On Friday, 10 August 2012 at 22:01:46 UTC, Walter Bright wrote:
It catches only a subset of these at compile time. I can craft
any number of ways of getting it to miss diagnosing it.
Consider this one:
float z;
if (condition1)
z = 5;
... lotsa code ...
if (condition2)
z++;
To diagnose this correctly, the static analyzer would have to
determine that condition1 produces the same result as
condition2, or not. This is impossible to prove. So the static
analyzer either gives up and lets it pass, or issues an
incorrect diagnostic. So our intrepid programmer is forced to
write:
float z = 0;
if (condition1)
z = 5;
... lotsa code ...
if (condition2)
z++;
Now, as it may turn out, for your algorithm the value "0" is an
out-of-range, incorrect value. Not a problem as it is a dead
assignment, right?
But then the maintenance programmer comes along and changes
condition1 so it is not always the same as condition2, and now
the z++ sees the invalid "0" value sometimes, and a silent bug
is introduced.
This bug will not remain undetected with the default NaN
initialization.
The compiler in languages like C# doesn't try to prove that the
variable is NOT set and then emits an error. It tries to prove
that the variable IS set, and if it can't prove that, it's an
error.
It's not an incorrect diagnostic, it does exactly what it's
supposed to do and the programmer has to be explicit when one
takes on the responsibility of initialization. I don't see
anybody complaining about this feature in C#, most experienced C#
programmers I've talked to love it (I much prefer it too).
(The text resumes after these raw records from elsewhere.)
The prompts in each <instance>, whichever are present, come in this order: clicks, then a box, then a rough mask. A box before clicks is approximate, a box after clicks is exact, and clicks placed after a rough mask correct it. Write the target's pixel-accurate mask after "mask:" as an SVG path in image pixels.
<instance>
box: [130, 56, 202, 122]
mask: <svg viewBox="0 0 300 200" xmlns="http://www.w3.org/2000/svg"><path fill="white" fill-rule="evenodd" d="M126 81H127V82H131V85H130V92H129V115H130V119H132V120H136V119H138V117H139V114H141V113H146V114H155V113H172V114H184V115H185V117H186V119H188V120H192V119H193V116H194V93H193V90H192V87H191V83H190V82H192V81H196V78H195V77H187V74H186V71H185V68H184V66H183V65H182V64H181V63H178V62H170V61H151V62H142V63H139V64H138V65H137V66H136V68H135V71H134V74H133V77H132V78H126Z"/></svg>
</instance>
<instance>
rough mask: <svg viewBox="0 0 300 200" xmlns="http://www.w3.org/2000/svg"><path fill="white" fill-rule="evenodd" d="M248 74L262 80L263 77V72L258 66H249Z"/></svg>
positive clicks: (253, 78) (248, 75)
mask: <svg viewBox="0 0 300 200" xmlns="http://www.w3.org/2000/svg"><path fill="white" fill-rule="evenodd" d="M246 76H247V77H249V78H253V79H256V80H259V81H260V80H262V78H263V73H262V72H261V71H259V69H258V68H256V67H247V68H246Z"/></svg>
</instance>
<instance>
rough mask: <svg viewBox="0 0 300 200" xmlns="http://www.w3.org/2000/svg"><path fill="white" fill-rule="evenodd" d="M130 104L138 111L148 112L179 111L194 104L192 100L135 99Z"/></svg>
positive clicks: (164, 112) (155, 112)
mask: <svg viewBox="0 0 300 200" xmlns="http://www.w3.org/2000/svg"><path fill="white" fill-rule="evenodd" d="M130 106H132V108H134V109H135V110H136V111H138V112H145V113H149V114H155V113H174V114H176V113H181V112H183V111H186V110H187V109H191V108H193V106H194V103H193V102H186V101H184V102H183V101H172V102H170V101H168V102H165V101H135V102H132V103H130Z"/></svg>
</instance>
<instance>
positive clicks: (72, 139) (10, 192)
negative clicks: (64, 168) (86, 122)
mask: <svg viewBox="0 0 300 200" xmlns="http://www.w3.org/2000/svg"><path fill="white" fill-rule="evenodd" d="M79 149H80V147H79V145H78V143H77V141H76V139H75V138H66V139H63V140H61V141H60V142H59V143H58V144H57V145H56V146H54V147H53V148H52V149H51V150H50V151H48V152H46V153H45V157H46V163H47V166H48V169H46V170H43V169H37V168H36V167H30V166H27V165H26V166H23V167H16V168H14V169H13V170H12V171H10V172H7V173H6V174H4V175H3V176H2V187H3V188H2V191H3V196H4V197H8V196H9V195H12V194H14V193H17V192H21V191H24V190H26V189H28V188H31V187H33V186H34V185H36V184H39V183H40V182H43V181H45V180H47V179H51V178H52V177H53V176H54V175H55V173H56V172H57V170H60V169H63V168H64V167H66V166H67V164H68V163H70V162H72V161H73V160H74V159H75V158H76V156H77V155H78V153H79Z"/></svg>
Leaving a local variable initially uninitialized (or rather, not
explicitly initialized) is a good way to portray the intention
that it's going to be conditionally initialized later. In C#, if
your program compiles, your variable is guaranteed to be
initialized later but before use. This is a useful guarantee when
reading/maintaining code.
In D, on the other hand, it's possible to write D code like:
for(size_t i; i < length; ++i)
{
...
}
And I've actually seen this kind of code a lot in the wild. It
boggles my mind that you think that this code should be legal. I
think it's lazy - the intention is not clear. Is the default
initializer being intentionally relied on, or was it
unintentional? I've seen both cases. The for-loop example is an
extreme one for demonstrative purposes, most examples are less
obvious.
Saying that most programmers will explicitly initialize floating
point numbers to 0 instead of NaN when taking on initialization
responsibility is a cop-out - float.init and float.nan are
obviously the values you should be going for. The benefit is easy
for programmers to understand, especially if they already
understand why float.init is NaN. You say yelling at them
probably won't help - why not? I personally use
float.init/double.init etc. in my own code, and I'm sure other
informed programmers do too. I can understand why people don't do
it in, say, C, with NaN being less defined there afaik. D
promotes NaN actively and programmers should be eager to leverage
NaN explicitly too.
It's also important to note that C# works the same as D for
non-local variables - they all have a defined default initializer
(the C# equivalent of T.init is default(T)). Another point is
that the local-variable analysis is limited to the scope of a
single function body, it does not do inter-procedural analysis.
I think this would be a great thing for D, and I believe that all
code this change breaks is actually broken to begin with.